To learn more, read on, and then bask in its nutritional glory…
Squeeze fruit with lemon juice
“Fruit loses its nutrient content once it’s cut,” says Lola Biggs, a registered dietitian at Together Health.
This is because it reacts to light and oxygen, reducing the antioxidant vitamins it contains.
This also results in the sugars within the product breaking down and carbon dioxide being released, causing faster spoilage as well as a change in texture and flavor.
‘The best way to store your fruit and retain more nutritional value is to leave it untouched in the fridge until you need it.
“Cut into larger pieces, as less surface area means less oxygen exposure and more vitamin retention, and squeeze some fresh lemon, which contains citric acid that helps protect cut fruit from browning, and store in an airtight container.
Explode your mushrooms in the sun
“Mushrooms are one of the few plant sources of vitamin D,” says Jennifer Irvine, founder of pure package.
‘Like humans, fungi absorb sunlight through their skin, which the body converts into vitamin D.
“The vitamin D found in sunlight-soaked mushrooms is bioavailable, meaning it is easily absorbed by the body after eating.
‘Recently, a randomized study was conducted in which 30 healthy adults were given either 50 micrograms of vitamin D supplement or the same amount of mushrooms that had been exposed to UV/sunlight.
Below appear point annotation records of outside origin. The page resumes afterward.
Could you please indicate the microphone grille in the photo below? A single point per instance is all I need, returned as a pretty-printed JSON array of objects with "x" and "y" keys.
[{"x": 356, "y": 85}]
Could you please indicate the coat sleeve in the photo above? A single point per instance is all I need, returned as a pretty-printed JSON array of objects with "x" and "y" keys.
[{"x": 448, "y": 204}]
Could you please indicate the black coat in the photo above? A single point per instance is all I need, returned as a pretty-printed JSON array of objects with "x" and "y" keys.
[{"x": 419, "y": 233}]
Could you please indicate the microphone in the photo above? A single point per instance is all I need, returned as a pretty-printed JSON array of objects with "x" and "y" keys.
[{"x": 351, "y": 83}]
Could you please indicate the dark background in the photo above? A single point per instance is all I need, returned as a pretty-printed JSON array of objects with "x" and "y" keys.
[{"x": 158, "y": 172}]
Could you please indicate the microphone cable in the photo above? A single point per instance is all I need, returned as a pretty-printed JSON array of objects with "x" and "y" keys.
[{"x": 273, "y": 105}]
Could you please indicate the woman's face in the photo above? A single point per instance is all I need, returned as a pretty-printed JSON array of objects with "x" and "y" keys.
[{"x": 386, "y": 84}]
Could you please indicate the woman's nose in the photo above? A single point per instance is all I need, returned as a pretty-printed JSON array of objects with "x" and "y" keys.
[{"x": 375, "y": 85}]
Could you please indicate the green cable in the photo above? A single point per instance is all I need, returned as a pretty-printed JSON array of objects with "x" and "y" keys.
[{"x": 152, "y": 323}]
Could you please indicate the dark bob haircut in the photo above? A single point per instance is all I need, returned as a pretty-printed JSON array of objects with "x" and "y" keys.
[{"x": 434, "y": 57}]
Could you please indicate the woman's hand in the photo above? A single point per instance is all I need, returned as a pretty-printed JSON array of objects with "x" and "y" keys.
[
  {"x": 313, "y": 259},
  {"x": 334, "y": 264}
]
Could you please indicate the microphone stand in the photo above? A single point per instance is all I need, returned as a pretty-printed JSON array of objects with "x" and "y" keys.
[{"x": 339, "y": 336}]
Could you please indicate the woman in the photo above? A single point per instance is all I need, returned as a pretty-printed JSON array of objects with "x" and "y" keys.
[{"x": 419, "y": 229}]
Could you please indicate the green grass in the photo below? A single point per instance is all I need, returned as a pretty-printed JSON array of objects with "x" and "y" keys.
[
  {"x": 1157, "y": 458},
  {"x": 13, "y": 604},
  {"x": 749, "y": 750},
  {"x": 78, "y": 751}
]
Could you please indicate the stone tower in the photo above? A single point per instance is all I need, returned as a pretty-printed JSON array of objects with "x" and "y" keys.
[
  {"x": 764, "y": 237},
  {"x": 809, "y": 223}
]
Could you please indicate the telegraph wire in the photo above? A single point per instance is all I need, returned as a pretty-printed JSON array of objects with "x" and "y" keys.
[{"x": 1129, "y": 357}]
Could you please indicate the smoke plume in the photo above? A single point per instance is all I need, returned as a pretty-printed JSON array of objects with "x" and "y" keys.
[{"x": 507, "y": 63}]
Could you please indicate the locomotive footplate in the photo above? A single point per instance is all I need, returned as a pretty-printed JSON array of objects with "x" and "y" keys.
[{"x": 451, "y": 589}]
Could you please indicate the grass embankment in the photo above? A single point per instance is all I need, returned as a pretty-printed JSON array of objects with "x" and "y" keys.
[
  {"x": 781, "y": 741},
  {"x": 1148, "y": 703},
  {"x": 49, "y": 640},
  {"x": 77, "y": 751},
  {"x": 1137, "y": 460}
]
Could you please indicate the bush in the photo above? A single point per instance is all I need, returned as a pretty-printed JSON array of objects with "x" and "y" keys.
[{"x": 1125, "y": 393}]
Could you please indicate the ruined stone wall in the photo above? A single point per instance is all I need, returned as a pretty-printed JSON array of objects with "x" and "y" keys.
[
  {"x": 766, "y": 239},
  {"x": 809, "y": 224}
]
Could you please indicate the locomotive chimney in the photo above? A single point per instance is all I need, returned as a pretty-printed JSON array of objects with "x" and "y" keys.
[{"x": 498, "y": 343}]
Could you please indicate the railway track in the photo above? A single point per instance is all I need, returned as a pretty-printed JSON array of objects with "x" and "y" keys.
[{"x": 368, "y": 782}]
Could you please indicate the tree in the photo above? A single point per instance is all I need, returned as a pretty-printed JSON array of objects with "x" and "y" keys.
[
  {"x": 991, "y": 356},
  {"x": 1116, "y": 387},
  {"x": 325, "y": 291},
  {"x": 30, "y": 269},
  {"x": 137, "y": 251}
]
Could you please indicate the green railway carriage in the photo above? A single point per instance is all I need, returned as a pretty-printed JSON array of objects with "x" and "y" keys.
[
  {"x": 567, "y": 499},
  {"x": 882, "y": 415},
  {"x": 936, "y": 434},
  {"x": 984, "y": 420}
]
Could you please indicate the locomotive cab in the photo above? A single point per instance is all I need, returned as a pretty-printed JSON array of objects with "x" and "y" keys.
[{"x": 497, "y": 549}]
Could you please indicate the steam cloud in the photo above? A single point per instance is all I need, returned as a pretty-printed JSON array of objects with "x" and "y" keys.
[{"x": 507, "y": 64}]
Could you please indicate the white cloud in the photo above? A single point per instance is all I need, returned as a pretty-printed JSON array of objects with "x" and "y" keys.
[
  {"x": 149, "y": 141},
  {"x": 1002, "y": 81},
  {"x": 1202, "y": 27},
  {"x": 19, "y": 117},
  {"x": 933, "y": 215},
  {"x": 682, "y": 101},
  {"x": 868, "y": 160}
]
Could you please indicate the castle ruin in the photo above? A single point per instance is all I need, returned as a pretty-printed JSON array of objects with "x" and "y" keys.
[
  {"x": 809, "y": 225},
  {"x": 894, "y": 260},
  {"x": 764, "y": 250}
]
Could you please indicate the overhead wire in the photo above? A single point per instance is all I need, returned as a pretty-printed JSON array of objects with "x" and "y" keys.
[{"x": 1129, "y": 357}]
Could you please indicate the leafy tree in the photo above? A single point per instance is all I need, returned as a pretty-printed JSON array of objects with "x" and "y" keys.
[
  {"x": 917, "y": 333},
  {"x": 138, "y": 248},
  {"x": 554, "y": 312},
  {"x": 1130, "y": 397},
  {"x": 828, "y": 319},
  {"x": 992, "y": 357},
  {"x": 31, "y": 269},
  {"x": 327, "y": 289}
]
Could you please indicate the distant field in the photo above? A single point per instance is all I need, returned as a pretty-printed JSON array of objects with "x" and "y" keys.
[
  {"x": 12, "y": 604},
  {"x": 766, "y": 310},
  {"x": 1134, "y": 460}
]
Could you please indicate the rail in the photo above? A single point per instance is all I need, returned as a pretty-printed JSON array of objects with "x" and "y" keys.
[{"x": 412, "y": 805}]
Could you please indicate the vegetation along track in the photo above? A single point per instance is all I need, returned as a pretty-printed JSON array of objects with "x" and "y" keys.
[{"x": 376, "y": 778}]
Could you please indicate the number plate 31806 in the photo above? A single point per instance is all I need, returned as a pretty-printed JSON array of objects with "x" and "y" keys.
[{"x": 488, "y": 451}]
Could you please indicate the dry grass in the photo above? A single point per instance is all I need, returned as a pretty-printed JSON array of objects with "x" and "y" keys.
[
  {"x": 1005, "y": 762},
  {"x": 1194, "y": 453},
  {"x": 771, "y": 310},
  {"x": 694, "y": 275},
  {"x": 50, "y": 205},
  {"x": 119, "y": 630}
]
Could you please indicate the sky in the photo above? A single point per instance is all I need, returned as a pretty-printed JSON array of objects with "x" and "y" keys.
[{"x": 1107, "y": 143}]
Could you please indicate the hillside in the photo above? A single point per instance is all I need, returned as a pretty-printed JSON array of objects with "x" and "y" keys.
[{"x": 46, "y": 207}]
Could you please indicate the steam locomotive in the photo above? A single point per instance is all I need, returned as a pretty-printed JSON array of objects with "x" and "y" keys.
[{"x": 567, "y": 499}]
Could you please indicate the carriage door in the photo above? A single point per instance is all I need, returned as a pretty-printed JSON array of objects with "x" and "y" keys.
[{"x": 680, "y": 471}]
“Interestingly, the research showed that vitamin D levels from mushrooms are as effective as supplemental vitamin D in raising levels of this nutrient in humans.
“This suggests that mushrooms may be an excellent natural option for those who want to optimize their vitamin D levels.”
Combines vitamin C and iron
“For those following a vegan or plant-based diet, it’s important to make sure you’re getting enough iron,” says Dr. Emma Williams, nutritionist at Waitrose.
“However, the type of iron found in plant-based foods is much more difficult for the body to absorb, so consuming around 100 mg of vitamin C will help with iron absorption.
So the next time you eat foods that provide a source of iron (think quinoa, bran, wheat flours, tofu, beans, lentils, chickpeas, dried fruits, nuts, and seeds), make sure you’re also getting your vitamins. rich. food sources c.
“These could include bell peppers, kale, watercress, and broccoli with your meal, or things like citrus fruits, papaya, kiwi, and berries like blackcurrants, strawberries, and raspberries, which you could have for dessert afterwards.”
crush your garlic
“The bioactive compound, allicin, is found in garlic and is what gives the food its anti-inflammatory and cholesterol-lowering benefits,” says Dr. Carrie Ruxton of the Health Information Service and Food Supplements.
‘However, it is easily destroyed by heat when we cook it. Despite this, one study found that the best ways to maximize the benefits of allicin were to crush raw garlic to release the enzyme allicin or roast it whole.
Leave the crushed or minced garlic for ten minutes before adding it to the pan because, according to the American Institute for Cancer Research, resting garlic maximizes allicin, and thus heating only destroys about a third, leaving enough for the health of your heart’.
soak your grains
“Grains have gotten a lot of negative press because of their high levels of carbohydrates and the difficulty in absorbing them effectively in the body,” says Ché Godfrey-Harper, senior nutritionist at balance box.
Grains like brown rice, oatmeal, quinoa, millet, and buckwheat are excellent sources of dietary fiber, B vitamins, and protein.
‘They are linked to a wide range of health benefits, including reduced risk of type 2 diabetes, stroke and heart disease.
“However, these grains contain a compound called phytic acid, which has its own advantages and disadvantages.
Phytic acid binds to other compounds that are then eliminated from the body.
“While this helps the body eliminate unwanted toxins and impurities, phytic acid also binds to important minerals, preventing them from being absorbed. To neutralize phytic acid, soak grains before cooking.
“The soaking process (in water with an acidic medium like lemon juice) releases the enzyme inhibitors so the nutrients are much easier to absorb. This process also makes these grains easier to digest.’